Using AI Agents to Automate Black-Box Audits of Personalization Algorithms at Scale

利用 AI 智能体实现个性化算法黑盒审计的自动化

Abstract: Personalization algorithms determine what content users encounter on online platforms. Auditing these systems is difficult because independent auditors have only black-box access to the algorithms, while personalization depends on users’ attributes, behavior, and evolving interaction histories. Existing auditing methods face a tradeoff: studies with real users capture realistic behavior but are costly and hard to control, whereas sock-puppet audits scale more easily but often rely on scripted behavior that limits realism. Beyond this, both approaches struggle to decouple user attributes from user behavior, limiting our ability to causally understand personalization.

摘要： 个性化算法决定了用户在在线平台上看到的内容。对这些系统进行审计非常困难，因为独立审计人员只能对算法进行黑盒访问，而个性化推荐又依赖于用户的属性、行为以及不断演变的交互历史。现有的审计方法面临权衡：基于真实用户的研究虽然能捕捉到真实行为，但成本高昂且难以控制；而“傀儡账号”（sock-puppet）审计虽然更容易扩展，但往往依赖于脚本化行为，从而限制了真实性。此外，这两种方法都难以将用户属性与用户行为解耦，限制了我们对个性化推荐进行因果分析的能力。
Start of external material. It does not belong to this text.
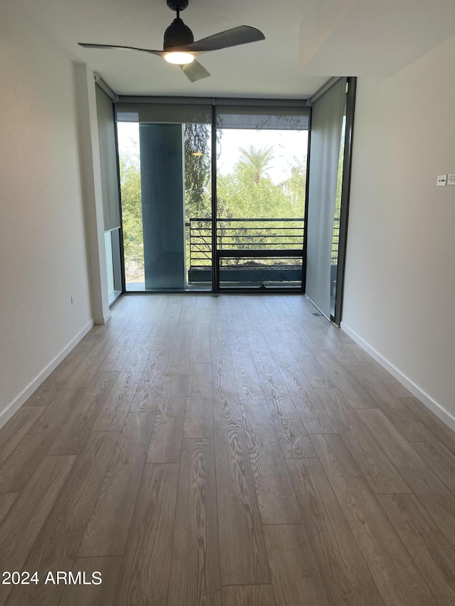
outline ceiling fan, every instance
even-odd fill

To address this gap, we introduce a framework for black-box audits of personalization algorithms using generative AI agents as behavioral engines for synthetic accounts. Each agent is instantiated with a fixed persona, grounded in demographic and political survey data, and interacts with a platform’s content by reasoning about it and choosing actions. Because behavior is fixed within each persona while platform-visible signals such as age, gender, or location can be experimentally perturbed, our design enables counterfactual auditing of how platforms respond to user attributes.

为了弥补这一差距，我们引入了一个利用生成式 AI 智能体作为合成账号行为引擎的个性化算法黑盒审计框架。每个智能体都被赋予一个基于人口统计学和政治调查数据的固定角色（Persona），并通过对平台内容进行推理和选择操作来与平台互动。由于每个角色的行为是固定的，而年龄、性别或地理位置等平台可见信号可以进行实验性扰动，我们的设计使得对平台如何响应用户属性进行反事实审计成为可能。

As a case study, we deploy 1,120 agents on X shortly after the 2024 U.S. election, spanning 14 personas and three counterfactual conditions, collecting over 200,000 content exposures. We find that X’s algorithmic feed amplifies toxic, polarizing, political, and right-leaning content relative to the chronological feed, with amplification varying sharply by user ideology. Counterfactual analyses show that demographic signals affect content delivery in persona-dependent ways: pooled effects are largely null, while subgroup-level effects vary in direction and magnitude. Our work establishes GenAI-based agents as a new tool for algorithmic auditing.

作为案例研究，我们在 2024 年美国大选后不久在 X 平台上部署了 1,120 个智能体，涵盖 14 种角色和 3 种反事实条件，收集了超过 20 万次内容曝光数据。我们发现，与按时间顺序排列的信息流相比，X 的算法信息流放大了有毒、极化、政治化和右倾的内容，且这种放大效应因用户意识形态的不同而存在显著差异。反事实分析表明，人口统计学信号以依赖于角色的方式影响内容分发：汇总效应基本为零，但子群体层面的效应在方向和幅度上各不相同。我们的研究确立了基于生成式 AI 的智能体作为算法审计的新工具。